Vor ungefähr 6 Jahren kam dieser Begriff auf und hat sich seitdem in der Copyplattform festgesetzt wie eine Zecke im Schäferhund. Ist auch etwa genauso nützlich. Kaum jemand hat aber begriffen, was die psychologische Achse eigentlich soll – überhaupt ist der Begriff falsch, wenn schon, müsste nach der Art oder der Ausprägung der psychologischen Achse gefragt werden. Man fragt ja auch nicht „Autobahn“ wenn man wissen will, wo sich jemand grade befindet.
Aus all diesen Unklarheiten entstehen in Lehrbüchern Definitionen, die zwar nicht falsch sind, in den wenigsten Fällen aber hilfreich. „Auf welche besonderen psychologischen Kundenbedürfnisse ist die Botschaft ausgerichtet?“ oder „Die psychologische Achse forumuliert das hauptsächlich angesprochene Bedürfnis“ oder „Mit der psychologischen Achse werden Ängste der Zielgruppe berücksichtig, um mit geeigneten Argumenten Kaufbarrieren abzubauen.“
Da steh ich nun, ich armer Tor – und bin so klug als wie zuvor (J.W. von Goethe, Faust 1)

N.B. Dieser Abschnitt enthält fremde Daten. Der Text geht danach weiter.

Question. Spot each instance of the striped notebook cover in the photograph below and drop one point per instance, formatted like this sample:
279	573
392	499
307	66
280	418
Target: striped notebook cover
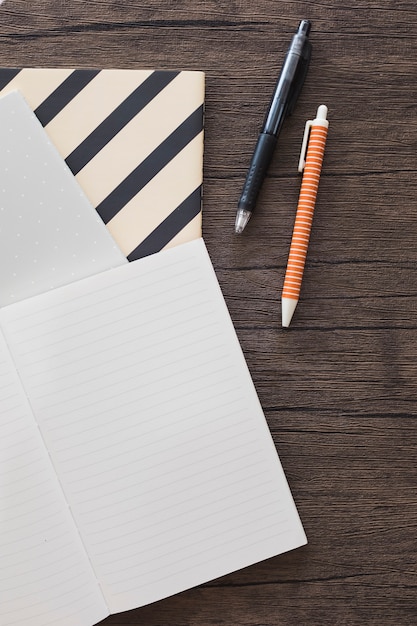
134	141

Wir machen also das, was man so tut, wenn man nicht weiss, was man machen soll – wir schauen erst Mal, was der Begriff eigentlich bedeutet und wo er herkommt – ich kann schon mal eines vorneweg nehmen: Mit Marketing hat das gar nichts zu tun. Wer auch immer auf diese Idee kam, in Ausbildungen diesen Begriff einzuführen hat echt nicht alle Ziegel aufm Dach.
Der Begriff der „Achsen“ stammt aus dem multiaxialen Klassifikationsschema für psychische Störungen, da gibt es 5 Achsen mit denen die individuellen Störungen oder Probleme von Menschen beschrieben werden können. Damit hat „unsere“ psychologische Achse nun gar nichts zu tun.
Grundsätzlich kann man in der Zielgruppen- und Kundensegmentierung folgende Merkmalstypen unterscheiden:
- Demografische Merkmale
- Soziografische Merkmale
- Regionale Merkmale
- Physische Merkmale
- Verhaltensmerkmale
- Psychografische Merkmale
Die psychografischen Merkmale sind: Werte, Glaubenssätze, Einstellungen, Lebensstil etc. – und daraus kann ich natürlich „Achsen“ bilden, indem ich – quasi wie in einer Positionierung – die beiden relevantesten Merkmale auf Achsen abbilde – mit sich entgegengesetzten Werten.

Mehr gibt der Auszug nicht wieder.